Basti
- Author: Intizar Hussain
- Original title: بستی
- Translator: Frances W. Pritchett
- Language: Urdu
- Genres: Historical fiction
- Publisher: Naqsh-e-Avval Kitab Ghar
- Publication date: 1979
- Publication place: Pakistan
- Published in English: 2012
- Media type: Print (paperback)

= Basti (novel) =

Urdu novel written by Intizar Hussain

Basti (Urdu: بستی) is an Urdu language novel written by Intizar Hussain. This novel mapped the socio-psychological expressions of the India-Pakistan partition in 1947 and the creation of Bangladesh in 1971.

Basti is the first novel of Hussain's Partition trilogy, followed by Aagey Samandar Hai and Naya Ghar. The first edition was published in 1979 by Naqsh-e-Avval Kitab Ghar, Lahore 1979.

Basti has been translated into Hindi, Persian and English.

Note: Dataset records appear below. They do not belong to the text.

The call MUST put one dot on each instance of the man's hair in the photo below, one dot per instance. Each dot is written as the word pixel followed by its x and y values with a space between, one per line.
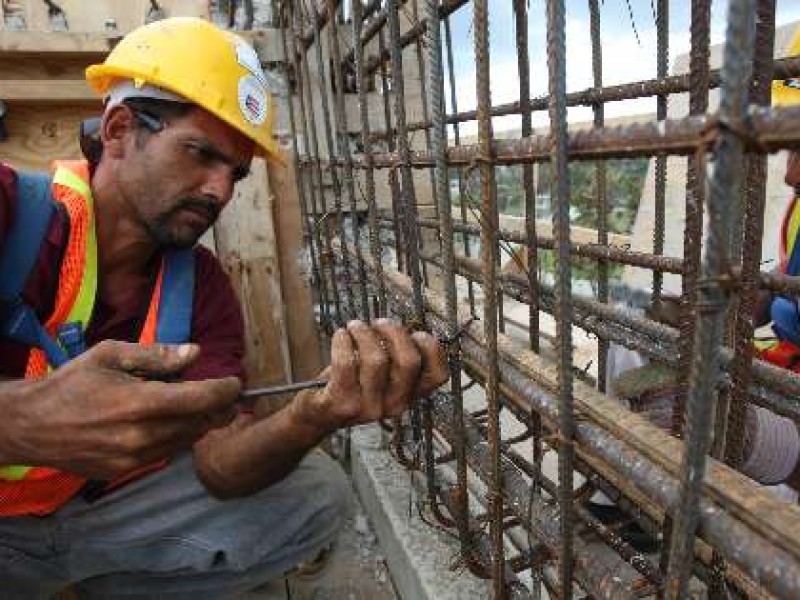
pixel 152 113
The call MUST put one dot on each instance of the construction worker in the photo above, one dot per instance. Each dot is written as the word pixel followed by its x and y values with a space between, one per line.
pixel 127 468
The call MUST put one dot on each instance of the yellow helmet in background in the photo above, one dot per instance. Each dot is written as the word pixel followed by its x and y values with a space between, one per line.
pixel 198 61
pixel 786 92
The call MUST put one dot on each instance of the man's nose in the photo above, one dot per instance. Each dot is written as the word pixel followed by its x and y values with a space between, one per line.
pixel 218 186
pixel 793 170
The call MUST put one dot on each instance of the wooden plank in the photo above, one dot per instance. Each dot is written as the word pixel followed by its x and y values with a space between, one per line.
pixel 29 67
pixel 94 44
pixel 37 137
pixel 267 43
pixel 48 91
pixel 109 16
pixel 301 328
pixel 246 245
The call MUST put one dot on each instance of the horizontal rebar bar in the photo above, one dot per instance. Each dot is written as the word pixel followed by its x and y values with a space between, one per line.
pixel 749 525
pixel 767 130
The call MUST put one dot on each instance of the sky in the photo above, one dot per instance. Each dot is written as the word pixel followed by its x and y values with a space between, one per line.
pixel 626 56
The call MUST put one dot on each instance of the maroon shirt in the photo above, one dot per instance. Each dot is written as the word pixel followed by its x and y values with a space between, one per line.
pixel 217 324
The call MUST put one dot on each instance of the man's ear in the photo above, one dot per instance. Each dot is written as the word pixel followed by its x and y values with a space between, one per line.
pixel 117 129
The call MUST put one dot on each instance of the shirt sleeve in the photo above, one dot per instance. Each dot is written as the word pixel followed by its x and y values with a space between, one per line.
pixel 217 322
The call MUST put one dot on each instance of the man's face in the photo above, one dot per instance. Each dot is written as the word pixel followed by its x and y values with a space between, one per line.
pixel 177 180
pixel 793 170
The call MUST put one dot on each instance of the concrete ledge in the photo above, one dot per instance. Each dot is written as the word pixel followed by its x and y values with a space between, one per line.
pixel 423 561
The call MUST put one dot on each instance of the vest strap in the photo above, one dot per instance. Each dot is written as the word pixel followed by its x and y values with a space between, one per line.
pixel 35 207
pixel 174 322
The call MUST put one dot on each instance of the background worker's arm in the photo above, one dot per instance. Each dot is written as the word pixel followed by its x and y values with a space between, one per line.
pixel 103 413
pixel 374 373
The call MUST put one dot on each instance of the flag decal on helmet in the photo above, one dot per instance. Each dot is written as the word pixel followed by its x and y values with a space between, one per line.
pixel 252 99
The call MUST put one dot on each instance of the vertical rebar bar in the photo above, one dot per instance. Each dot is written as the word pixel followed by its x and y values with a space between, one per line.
pixel 489 224
pixel 310 132
pixel 601 199
pixel 439 150
pixel 712 298
pixel 532 256
pixel 343 139
pixel 695 198
pixel 366 148
pixel 409 217
pixel 308 228
pixel 394 185
pixel 532 259
pixel 462 199
pixel 322 82
pixel 660 168
pixel 408 203
pixel 755 195
pixel 559 176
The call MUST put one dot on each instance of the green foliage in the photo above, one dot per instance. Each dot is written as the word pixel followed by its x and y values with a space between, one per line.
pixel 624 182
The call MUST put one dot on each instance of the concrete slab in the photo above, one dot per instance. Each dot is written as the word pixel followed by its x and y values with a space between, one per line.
pixel 423 560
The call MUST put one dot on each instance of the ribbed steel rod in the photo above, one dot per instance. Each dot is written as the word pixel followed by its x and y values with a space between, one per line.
pixel 712 299
pixel 751 526
pixel 310 240
pixel 665 86
pixel 559 193
pixel 343 146
pixel 369 175
pixel 767 130
pixel 433 42
pixel 489 270
pixel 309 124
pixel 322 82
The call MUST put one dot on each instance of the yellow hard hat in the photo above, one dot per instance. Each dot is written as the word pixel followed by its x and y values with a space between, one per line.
pixel 198 61
pixel 786 92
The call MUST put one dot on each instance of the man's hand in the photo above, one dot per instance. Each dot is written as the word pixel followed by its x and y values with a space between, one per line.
pixel 374 373
pixel 111 410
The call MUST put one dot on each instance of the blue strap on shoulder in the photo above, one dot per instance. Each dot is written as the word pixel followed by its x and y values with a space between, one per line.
pixel 793 264
pixel 35 207
pixel 174 324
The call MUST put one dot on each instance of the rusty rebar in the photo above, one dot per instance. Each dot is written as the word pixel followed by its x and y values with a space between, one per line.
pixel 712 298
pixel 489 271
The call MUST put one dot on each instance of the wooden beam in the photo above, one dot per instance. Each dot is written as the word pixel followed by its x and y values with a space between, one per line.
pixel 301 327
pixel 93 45
pixel 267 43
pixel 37 137
pixel 246 246
pixel 48 91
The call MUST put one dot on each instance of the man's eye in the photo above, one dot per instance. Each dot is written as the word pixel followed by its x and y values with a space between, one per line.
pixel 240 173
pixel 201 154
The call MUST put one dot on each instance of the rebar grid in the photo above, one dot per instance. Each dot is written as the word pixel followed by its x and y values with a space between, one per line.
pixel 386 239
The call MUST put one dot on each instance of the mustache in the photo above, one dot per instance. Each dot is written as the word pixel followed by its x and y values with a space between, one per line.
pixel 211 207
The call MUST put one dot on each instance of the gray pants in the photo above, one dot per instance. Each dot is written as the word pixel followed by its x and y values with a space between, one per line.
pixel 164 537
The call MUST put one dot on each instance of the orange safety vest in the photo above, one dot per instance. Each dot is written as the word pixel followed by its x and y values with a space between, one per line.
pixel 780 352
pixel 41 490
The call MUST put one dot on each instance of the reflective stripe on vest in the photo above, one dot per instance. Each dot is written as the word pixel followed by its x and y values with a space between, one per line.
pixel 789 230
pixel 39 491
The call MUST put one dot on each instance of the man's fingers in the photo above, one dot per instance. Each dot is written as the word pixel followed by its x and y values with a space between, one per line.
pixel 373 365
pixel 405 365
pixel 435 371
pixel 150 361
pixel 210 397
pixel 344 362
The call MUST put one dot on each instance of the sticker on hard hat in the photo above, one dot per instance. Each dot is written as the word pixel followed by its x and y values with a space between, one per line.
pixel 248 58
pixel 253 99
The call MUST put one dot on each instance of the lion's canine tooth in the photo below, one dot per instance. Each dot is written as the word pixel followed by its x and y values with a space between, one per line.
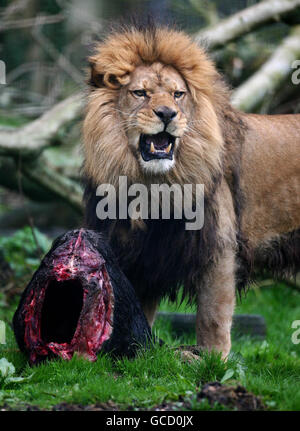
pixel 168 149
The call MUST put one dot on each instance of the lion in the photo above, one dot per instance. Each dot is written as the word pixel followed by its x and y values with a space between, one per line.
pixel 158 112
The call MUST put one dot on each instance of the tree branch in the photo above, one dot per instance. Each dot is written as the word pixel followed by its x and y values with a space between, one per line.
pixel 270 76
pixel 244 21
pixel 32 138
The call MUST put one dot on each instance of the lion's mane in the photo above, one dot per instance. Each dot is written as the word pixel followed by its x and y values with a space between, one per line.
pixel 203 158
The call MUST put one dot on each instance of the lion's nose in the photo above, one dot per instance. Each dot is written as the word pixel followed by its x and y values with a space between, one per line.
pixel 165 113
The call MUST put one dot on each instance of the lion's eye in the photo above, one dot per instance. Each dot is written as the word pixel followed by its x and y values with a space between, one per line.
pixel 178 94
pixel 140 93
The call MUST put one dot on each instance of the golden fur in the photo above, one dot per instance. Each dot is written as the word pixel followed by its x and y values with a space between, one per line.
pixel 249 164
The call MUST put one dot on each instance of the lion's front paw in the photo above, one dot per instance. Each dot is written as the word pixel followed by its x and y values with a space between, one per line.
pixel 188 354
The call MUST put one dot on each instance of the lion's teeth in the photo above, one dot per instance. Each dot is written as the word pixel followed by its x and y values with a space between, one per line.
pixel 168 149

The English translation by Frances W. Pritchett was published in 2012 and was nominated for the Man Booker Prize 2013.

== Synopsis ==
The main character of this novel is a young man named Zakir. He struggles with the consequences of the India-Pakistan Partition of 1947 and the subsequent socio-political changes. He is a professor of history in Lahore. He struggles with constructing a familiar space, fighting with loss, establishing a new identity and the memory of his native village.

The story begins with Zakir's memories of his happy childhood spent in his native village of Rupnagar in Uttar Pardesh, India. He recalls a harmonious, multicultural community where Hindus and Muslims co-existed peacefully. This period was marked by a strong sense of belonging, cultural richness and the beauty of shared traditions. Later, he migrated to Lahore, Pakistan, because of partition. His psychological state is always connected to these memories. His new life was cosmopolitan. The second major incident was the creation of Pakistan and the accompanying tensions.

== Reception ==
The English translation of Basti was published by the New York Review of Books in 2012. This marked a milestone in bringing Urdu literature to the world. Translator Franoes Pritohett said that this books reminds Urdu-lovers of their South Asian cultural history and brings back the discussion over the pain of partition.

Raza Rumi in The Dawn stated that the ending was not clear because it revolves opens a discussion over the emptiness of human existence.

Critics also criticised the novel's style and counted this as more autobiography than novel. Writer Intizar Hussain stated that his personal life reflected a similar journey.